Motion suffers with shimmering edge noise using the auto motion processing setting, and while you can improve things via some judicious tinkering with the Custom motion options, we didn’t feel motion ever looked quite as natural as it can on the Sony XF9005 Series TVs.
In fact, a viewing of Transformers: The Last Knight on 4K Ultra HD Blu-ray had us digging into the Q9F's settings to switch auto motion off entirely, as the shakiness of the film's cinematography was having the opposite of the mode's desired effect, making the film seems choppy and blurry during movement. That said, the film looks much more natural once the mode was switched off.
While the Q9F provides a slight viewing angle improvement over 2017’s models, color saturations reduce and you start to see more pronounced backlight blooming around bright objects if you watch from horizontal angles of more than around 30 degrees. This blooming also becomes more exaggerated if you watch from a vertical viewing angle of more than around 15 degrees. Something to bear in mind if you’re thinking of mounting your next TV on a wall above your eyeline.
Although the Q9F’s audio is not as stand-out awesome as its pictures, it’s still the best sound we’ve heard from a Samsung TV for years.
It’s powerful enough, for starters, to combine pretty extreme volumes and a wide dynamic range without sounding muffled or distorted. It also manages to project its sound away from the TV’s bodywork, creating a three-dimensional audio space that has depth, width and height.
Dialogue sounds clear and locked to the screen, where it should be, and you can hear plenty of subtle detailing - despite the fact that the set’s pretty much invisible speakers also deliver more bass than most built in TV sound systems.

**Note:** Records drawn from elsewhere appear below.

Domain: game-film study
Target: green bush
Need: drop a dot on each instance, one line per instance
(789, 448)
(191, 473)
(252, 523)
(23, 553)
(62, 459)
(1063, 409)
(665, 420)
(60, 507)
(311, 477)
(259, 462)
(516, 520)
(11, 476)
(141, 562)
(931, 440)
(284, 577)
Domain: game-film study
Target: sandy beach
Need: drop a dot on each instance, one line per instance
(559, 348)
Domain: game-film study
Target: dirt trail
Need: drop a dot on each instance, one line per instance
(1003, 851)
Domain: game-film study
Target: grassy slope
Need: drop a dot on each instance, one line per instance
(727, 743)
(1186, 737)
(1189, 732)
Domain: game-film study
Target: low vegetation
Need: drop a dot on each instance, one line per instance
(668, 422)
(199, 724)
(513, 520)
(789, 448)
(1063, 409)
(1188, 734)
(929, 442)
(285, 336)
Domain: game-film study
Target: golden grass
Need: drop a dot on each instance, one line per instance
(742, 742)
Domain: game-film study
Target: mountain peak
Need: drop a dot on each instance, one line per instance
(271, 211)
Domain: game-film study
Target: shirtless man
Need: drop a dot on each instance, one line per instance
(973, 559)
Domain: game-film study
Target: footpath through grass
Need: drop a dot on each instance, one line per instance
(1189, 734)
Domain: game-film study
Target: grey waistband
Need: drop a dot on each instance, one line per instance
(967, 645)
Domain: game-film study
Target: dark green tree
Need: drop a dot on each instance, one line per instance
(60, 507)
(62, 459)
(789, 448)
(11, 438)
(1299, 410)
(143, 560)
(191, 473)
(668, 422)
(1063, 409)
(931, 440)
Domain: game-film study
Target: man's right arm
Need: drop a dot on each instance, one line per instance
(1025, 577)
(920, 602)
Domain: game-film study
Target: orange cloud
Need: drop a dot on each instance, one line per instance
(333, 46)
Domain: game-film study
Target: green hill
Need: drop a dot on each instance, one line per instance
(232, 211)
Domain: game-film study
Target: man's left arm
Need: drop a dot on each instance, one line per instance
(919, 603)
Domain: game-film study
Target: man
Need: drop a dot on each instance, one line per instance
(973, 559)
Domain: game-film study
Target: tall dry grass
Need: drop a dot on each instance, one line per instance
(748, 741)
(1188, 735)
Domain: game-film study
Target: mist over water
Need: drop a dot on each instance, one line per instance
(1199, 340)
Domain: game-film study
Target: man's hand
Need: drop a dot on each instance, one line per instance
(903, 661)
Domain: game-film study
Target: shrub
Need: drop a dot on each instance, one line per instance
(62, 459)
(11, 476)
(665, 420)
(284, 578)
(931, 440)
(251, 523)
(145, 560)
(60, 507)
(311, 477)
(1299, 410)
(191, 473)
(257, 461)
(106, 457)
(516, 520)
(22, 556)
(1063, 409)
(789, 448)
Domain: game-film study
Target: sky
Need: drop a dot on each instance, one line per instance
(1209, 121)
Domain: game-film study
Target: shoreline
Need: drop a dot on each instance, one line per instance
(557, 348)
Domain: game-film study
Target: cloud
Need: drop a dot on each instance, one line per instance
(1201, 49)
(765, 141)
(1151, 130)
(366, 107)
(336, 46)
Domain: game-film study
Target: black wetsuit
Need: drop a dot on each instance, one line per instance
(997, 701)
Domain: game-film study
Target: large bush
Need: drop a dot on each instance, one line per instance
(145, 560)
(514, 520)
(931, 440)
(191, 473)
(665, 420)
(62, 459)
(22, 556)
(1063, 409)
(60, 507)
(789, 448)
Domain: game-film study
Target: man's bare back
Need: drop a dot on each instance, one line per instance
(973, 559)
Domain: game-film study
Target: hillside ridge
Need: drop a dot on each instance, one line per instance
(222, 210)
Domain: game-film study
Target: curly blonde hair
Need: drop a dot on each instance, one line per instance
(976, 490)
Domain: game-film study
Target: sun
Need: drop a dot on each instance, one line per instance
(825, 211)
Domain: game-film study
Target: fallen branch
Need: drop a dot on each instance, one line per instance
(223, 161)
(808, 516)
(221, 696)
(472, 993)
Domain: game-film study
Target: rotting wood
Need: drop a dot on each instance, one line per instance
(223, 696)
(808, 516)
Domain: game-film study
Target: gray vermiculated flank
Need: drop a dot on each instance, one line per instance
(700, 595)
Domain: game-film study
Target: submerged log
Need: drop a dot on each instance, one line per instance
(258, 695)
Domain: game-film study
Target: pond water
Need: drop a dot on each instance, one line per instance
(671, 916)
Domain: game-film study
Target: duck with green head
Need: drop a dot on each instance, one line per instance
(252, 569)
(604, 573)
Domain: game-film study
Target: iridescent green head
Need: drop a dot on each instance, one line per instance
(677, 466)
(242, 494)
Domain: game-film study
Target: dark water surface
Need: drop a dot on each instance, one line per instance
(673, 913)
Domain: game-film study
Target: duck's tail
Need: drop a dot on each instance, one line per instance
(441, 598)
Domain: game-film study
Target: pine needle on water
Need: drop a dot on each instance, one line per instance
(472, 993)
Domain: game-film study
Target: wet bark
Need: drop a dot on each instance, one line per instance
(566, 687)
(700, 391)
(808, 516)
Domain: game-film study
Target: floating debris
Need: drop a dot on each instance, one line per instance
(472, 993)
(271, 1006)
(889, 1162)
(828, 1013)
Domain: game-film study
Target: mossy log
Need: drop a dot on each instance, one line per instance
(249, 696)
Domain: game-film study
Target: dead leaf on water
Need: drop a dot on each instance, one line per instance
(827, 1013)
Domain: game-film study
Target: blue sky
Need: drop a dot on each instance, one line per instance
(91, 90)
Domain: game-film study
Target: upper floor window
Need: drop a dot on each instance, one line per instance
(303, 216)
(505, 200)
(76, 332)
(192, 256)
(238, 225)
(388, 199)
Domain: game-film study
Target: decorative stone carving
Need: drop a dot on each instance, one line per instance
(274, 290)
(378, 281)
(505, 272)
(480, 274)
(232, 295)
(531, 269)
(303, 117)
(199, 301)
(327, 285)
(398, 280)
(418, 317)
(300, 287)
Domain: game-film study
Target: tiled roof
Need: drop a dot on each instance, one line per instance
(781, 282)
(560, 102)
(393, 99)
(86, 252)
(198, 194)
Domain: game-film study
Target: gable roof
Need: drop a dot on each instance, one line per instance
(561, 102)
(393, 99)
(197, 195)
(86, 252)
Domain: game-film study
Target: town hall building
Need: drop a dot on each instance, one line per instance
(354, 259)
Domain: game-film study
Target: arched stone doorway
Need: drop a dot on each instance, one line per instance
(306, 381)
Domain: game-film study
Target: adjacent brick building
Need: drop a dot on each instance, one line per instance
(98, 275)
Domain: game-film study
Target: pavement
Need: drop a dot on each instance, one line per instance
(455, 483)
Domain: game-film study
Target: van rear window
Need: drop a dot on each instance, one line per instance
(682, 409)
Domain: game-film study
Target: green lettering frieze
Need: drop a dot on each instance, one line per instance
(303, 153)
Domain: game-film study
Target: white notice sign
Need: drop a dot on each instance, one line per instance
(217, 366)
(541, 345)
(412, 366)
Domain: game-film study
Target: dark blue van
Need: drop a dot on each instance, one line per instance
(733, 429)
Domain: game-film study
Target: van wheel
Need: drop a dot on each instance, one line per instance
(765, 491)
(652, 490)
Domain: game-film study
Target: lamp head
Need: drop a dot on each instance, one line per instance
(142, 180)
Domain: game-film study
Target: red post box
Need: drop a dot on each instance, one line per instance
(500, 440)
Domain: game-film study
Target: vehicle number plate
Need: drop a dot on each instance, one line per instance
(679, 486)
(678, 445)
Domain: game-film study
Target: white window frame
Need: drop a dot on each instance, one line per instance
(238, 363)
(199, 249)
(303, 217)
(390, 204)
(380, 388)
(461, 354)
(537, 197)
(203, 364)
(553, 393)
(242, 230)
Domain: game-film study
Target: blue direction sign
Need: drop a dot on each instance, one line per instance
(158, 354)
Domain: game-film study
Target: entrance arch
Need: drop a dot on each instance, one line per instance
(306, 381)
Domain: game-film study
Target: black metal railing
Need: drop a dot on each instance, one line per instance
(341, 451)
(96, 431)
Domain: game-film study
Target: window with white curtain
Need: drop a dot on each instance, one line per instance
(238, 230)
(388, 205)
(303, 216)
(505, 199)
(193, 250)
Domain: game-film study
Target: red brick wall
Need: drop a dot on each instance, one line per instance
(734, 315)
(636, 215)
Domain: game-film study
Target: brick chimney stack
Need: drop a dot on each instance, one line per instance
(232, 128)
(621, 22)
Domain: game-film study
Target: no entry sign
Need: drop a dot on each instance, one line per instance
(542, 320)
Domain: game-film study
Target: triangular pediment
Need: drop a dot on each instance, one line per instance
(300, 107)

Well worth a mention here, too, is Samsung’s new Smart Sound feature. This analyses the incoming sound and automatically adjusts the quality of the sound to suit the type of content you’re watching. For instance, it will adopt a stadium-style sound tone if you’re watching sports, or a movie-friendly tone if you’re watching a film. The system also equalizes sound levels across different inputs.
Gimmicky though it sounds on paper, Smart Sound turns out to be an unexpectedly brilliant feature, making everything you watch sound palpably better without you needing to touch any sound adjustment menus.
Our only complaint about the Q9F’s audio is that very shrill tones can cause a momentary buzz from the TV’s chassis. When this is the worst you can come up with on a flat TV’s sound performance, though, you know you’re generally in pretty positive territory! You can always easily add on any of Samsung's excellent soundbar options for a more room-filling audio experience.
Sound TL;DR: The Q9F sounds impressively powerful, well rounded and dynamic - and its new Smart Sound feature is a revelation.
Aside from not supporting Dolby Vision, with the Q9F Samsung has taken on board pretty much all the criticisms levelled at its 2017 QLED debutantes.
It’s introduced direct lighting with local dimming. It’s remembered that contrast and black level performance is at least as important to your viewing experience as brightness. And it’s remembered that live TV is still a big part of most households’ day to day viewing, however popular streaming may have become.
The Q9F also makes the QLED colour performance even more spectacular than it was before, and introduces a variety of features that make it uniquely accomplished as a gaming monitor. The result is the all-round most spectacular TV we’ve ever tested. Rumours of LED TVs demise, it seems, have been greatly exaggerated.